No way in hell he’s going to answer that question, not for a gold-plated penny.

“The Moonlight Ranch is about three miles north of Bombay Beach,” he says instead. “Off Route 111. The only way in or out is a dirt road, not much more than a cattle trace. Lockdown is solid.”

“The Moonlight Ranch? What, is that one of Watertown’s supersecret code names?” And there’s that smirk again, curling at the corners of her mouth and setting her eyes to glimmering.

I’d give a hundred bucks for a shot of rye whiskey, he thinks, and swallows hard. I’d give a million to blow her fucking brains out.

“No, that’s just what the locals call it, and what Standish’s followers called it.”
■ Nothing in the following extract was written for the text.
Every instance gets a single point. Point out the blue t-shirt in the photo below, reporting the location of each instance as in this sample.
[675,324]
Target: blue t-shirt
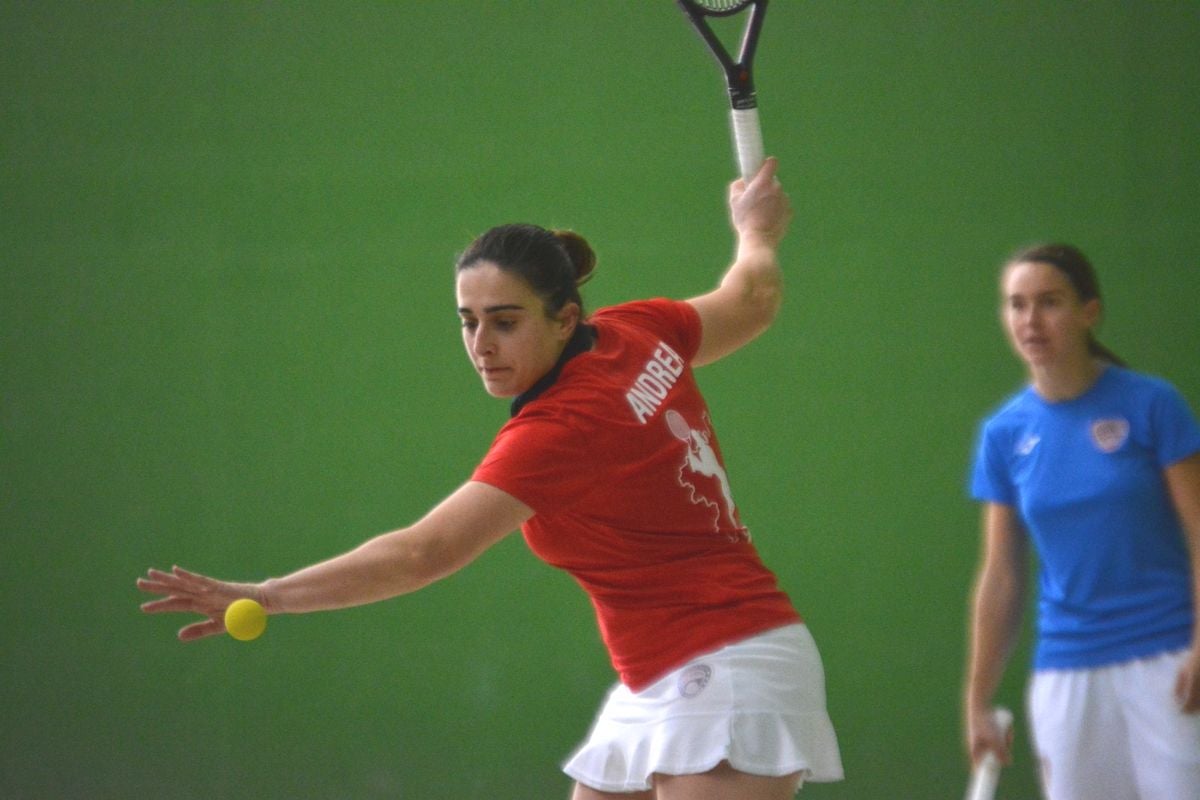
[1086,480]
“Yes, well, I’m beginning to have Helter Skelter flashbacks to Charlie Manson,” she says. “Moonlight Ranch, the Spahn Movie Ranch, appropriate names for pens to hold all the thunderstruck little sheeple. We’ll run cross-references, see what pops. You know we’re expecting access to the quarantine zone, right?”

“Albany anticipated as much. You’ve got eyes-only clearance, and you’ve already been assigned a handler.”

Immacolata nods, then leans back in the booth and just stares at that one photo held in her alabaster fingers. He’s not even sure which one it is. The way she’s holding it, he can’t make out the number printed on the back.

“And you’ve got mycologists on the ground?” she asks, then takes a sip of her coffee.

Moses on a motorbike, but isn’t she cool enough to freeze brimstone in Hell? Wouldn’t winding up on her bad side make a death sentence seem charitable?

“Yeah, sure. We’ve brought in people from Duke and the University of Michigan, and we’ve given them a state-of-the-art lab on the premises. Right now, they’re talking about cutaneous and subcutaneous mycoses, hyperparasites, opportunistic pathogens, cryptococcosis, aspergillosis, entomopathogenic fungi, and fucking zombie ants,” he tells Immacolata Sexton, reeling off remembered bits from Wednesday morning’s briefings, not because he’s trying to impress Y’s asset, just because it’s something to say, all that geek chatter. And, right now, saying anything feels better than saying nothing. “Jesus, you ever even heard of fucking zombie ants?”